Epidemiology of Ebola Virus

• Ebola Virus Disease is a highly infectious zoonotic disease that has caused repeated outbreaks since its first identification in 1976. The disease has remained a major public health concern because of its high fatality rate, rapid transmission during outbreaks, and potential to spread across regions when surveillance and infection control measures are weak.
• Since its discovery, Ebola outbreaks have occurred mainly in Central and West Africa, with most cases reported in countries such as Democratic Republic of the Congo, Sudan, Uganda, Gabon, Guinea, Liberia, and Sierra Leone. These outbreaks were initially small and localized but have increased in scale and geographic reach over time.
• Between 1976 and 2019, approximately 34 to 38 Ebola outbreaks were reported across 10 to 11 African countries, resulting in more than 34,000 confirmed and suspected cases and approximately 15,000 deaths, highlighting the severe epidemiological burden of the disease.
• The case fatality rate (CFR) of Ebola virus disease is exceptionally high, generally ranging between 50% and 70%, although some outbreaks have reported mortality rates as high as 88% to 90%, particularly in regions with delayed diagnosis and limited healthcare resources.
• Epidemiological data suggest that the fatality rate has gradually declined over time, likely due to:
• improved outbreak surveillance
• earlier case detection
• better supportive clinical care
• strengthened public health response systems
• introduction of vaccines and monoclonal antibody therapies
• Historically, most Ebola outbreaks occurred in remote rural areas, particularly in forested regions where close contact with wildlife increased the risk of zoonotic transmission.

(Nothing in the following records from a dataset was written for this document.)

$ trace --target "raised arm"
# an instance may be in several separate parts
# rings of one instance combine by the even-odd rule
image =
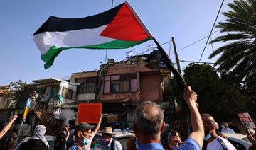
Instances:
[[[100,114],[100,120],[99,120],[99,122],[97,124],[95,129],[93,130],[93,132],[95,132],[95,134],[97,133],[97,132],[99,130],[100,127],[100,124],[101,124],[101,120],[102,118],[102,114]]]
[[[7,131],[10,129],[11,125],[14,121],[16,120],[18,117],[17,112],[15,113],[14,117],[9,122],[8,122],[7,125],[6,125],[4,129],[0,132],[0,139],[7,132]]]
[[[65,137],[65,139],[66,141],[68,141],[68,137],[69,137],[69,136],[70,136],[70,133],[69,133],[68,129],[68,127],[65,127],[65,126],[63,126],[63,127],[64,131],[66,132],[66,137]]]
[[[253,136],[252,135],[252,134],[250,133],[250,130],[248,128],[247,128],[245,126],[243,126],[243,129],[245,132],[245,134],[247,137],[247,139],[252,142],[252,144],[256,146],[256,141],[255,139],[253,138]]]
[[[189,134],[188,137],[196,141],[201,148],[203,146],[204,130],[203,120],[197,108],[197,94],[191,89],[190,86],[184,91],[183,98],[188,105],[193,132]]]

However, more recent outbreaks have increasingly affected peri-urban and urban populations, increasing transmission potential.
• The 2013–2016 West African Ebola epidemic remains the largest Ebola outbreak ever recorded. It resulted in approximately 28,646 reported cases and 11,323 deaths, primarily affecting Guinea, Liberia, and Sierra Leone.
• This epidemic was epidemiologically significant because it demonstrated Ebola’s potential for international spread, with exported cases identified in:
• Europe
• the United States
• several neighboring African countries
• This event emphasized the importance of global surveillance and coordinated international outbreak response.
• The increasing geographic spread and population at risk indicate that Ebola outbreaks are becoming more complex due to factors such as:
• increased population mobility
• urbanization
• environmental changes
• deforestation
• weak healthcare infrastructure in endemic regions
• Ebola outbreaks usually begin with zoonotic spillover events, where the virus is transmitted from infected animals to humans. Fruit bats are considered the most likely natural reservoir hosts, while transmission may also occur through contact with infected forest animals such as non-human primates during hunting, handling, or consumption of bushmeat.
• Once introduced into human populations, transmission occurs through direct contact with infected blood, body fluids, or contaminated materials, including:
• medical equipment
• bedding
• clothing
• contaminated surfaces
• Healthcare-associated transmission has historically played a major role in amplifying outbreaks, particularly in settings where infection prevention and control practices are inadequate.
• Traditional funeral and burial practices involving direct contact with deceased individuals have also contributed significantly to Ebola transmission in affected communities.
• Molecular epidemiological studies have shown that Ebola outbreaks often consist of multiple transmission clusters, with spread influenced by:
• human mobility patterns
• population density
• regional connectivity
• social interactions
• Genomic evidence has demonstrated that viral spread often follows “gravity-like transmission patterns,” where infection spreads more readily between larger and geographically closer population centers.
• Over the years, significant improvements have been made in epidemiological surveillance and outbreak control, including:
• faster reporting to the World Health Organization
• improved case tracking
• stronger laboratory diagnostic capacity
• better contact tracing systems
• The use of genomic sequencing and molecular epidemiology has greatly enhanced outbreak investigation by allowing researchers to:
• identify spillover sources
• detect survivor-linked flare-ups
• trace transmission chains
• monitor viral evolution during outbreaks
• Epidemiological patterns also vary according to the Ebola virus species involved. For example, outbreaks caused by Zaire ebolavirus generally show higher mortality than those caused by Sudan ebolavirus, influencing outbreak severity and control strategies.
• Despite advances in surveillance and response, Ebola remains a persistent epidemiological threat because recurring outbreaks continue to emerge in vulnerable regions.
• Current epidemiological trends indicate that while fatality rates are gradually decreasing and detection is becoming faster, the disease continues to pose serious challenges due to expanding geographic spread, repeated spillover events, and health system limitations in affected regions.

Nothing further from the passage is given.